Enquanto Maurício Helpis defende que a eleição seguiu o Regimento Interno, Luiz Eduardo adota postura institucional e Johny Guerra Gai afirma que a discussão não interfere no trabalho da Câmara
A ação que tramita no Supremo Tribunal Federal (STF) questionando a eleição antecipada da Mesa Diretora da Câmara Municipal de Coxim para o biênio 2027-2028 continua repercutindo entre os vereadores. Apesar do debate jurídico, parlamentares ouvidos pela Folha Publicitária defendem que os trabalhos do Legislativo devem permanecer voltados às pautas de interesse da população.
O presidente eleito da Câmara para o biênio 2027-2028, vereador Maurício Helpis, foi o primeiro a tornar pública a existência da ação. Durante entrevista concedida nesta semana, ele afirmou que a eleição realizada em outubro de 2025 respeitou integralmente o Regimento Interno da Casa.
Segundo Maurício, a antecipação da eleição ocorreu após requerimento assinado por sete vereadores, conforme previa o Regimento Interno vigente à época, e todo o processo eleitoral foi conduzido dentro das normas estabelecidas pelo Legislativo Municipal.
A ação foi apresentada pelos vereadores Abílio Vanelli e Marcio Souza, que pedem ao STF a anulação da eleição. Na petição, eles sustentam que, embora a votação tenha seguido as regras internas da Câmara, o procedimento não observou o entendimento mais recente da Suprema Corte sobre o momento adequado para a escolha das Mesas Diretoras. O processo ainda aguarda análise e, até o momento, não há decisão do STF sobre o caso.
Postura institucional
Procurado pela reportagem, o presidente da Câmara Municipal, vereador Luiz Eduardo, informou que ainda não foi oficialmente intimado nem teve acesso ao conteúdo integral da ação.
Segundo ele, qualquer manifestação sobre o mérito do processo somente será feita após o conhecimento dos autos.
"Até o momento, na condição de presidente da Câmara Municipal, não fui oficialmente intimado nem tive acesso ao conteúdo integral da ação. Por essa razão, acredito que não seria prudente fazer qualquer manifestação ou emitir opinião sem conhecer todos os fatos e fundamentos que constam no processo."

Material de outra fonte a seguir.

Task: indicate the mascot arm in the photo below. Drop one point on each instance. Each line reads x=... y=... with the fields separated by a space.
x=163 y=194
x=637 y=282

Luiz Eduardo acrescentou que, independentemente da discussão judicial, a Câmara segue exercendo normalmente suas funções.
"Tenho muito respeito pelas instituições e entendo que qualquer posicionamento deve ser feito com responsabilidade, após a devida ciência dos autos. Enquanto isso, a Câmara Municipal segue funcionando normalmente, cumprindo seu papel de legislar, fiscalizar e trabalhar pelos interesses da população de Coxim. Nosso foco continua sendo as pautas que impactam diretamente a vida das pessoas e o desenvolvimento do nosso município."
Debate político
Também ouvido pela reportagem, o vereador Johny Guerra Gai afirmou que considera importantes as discussões políticas e entende que elas fazem parte da atividade parlamentar.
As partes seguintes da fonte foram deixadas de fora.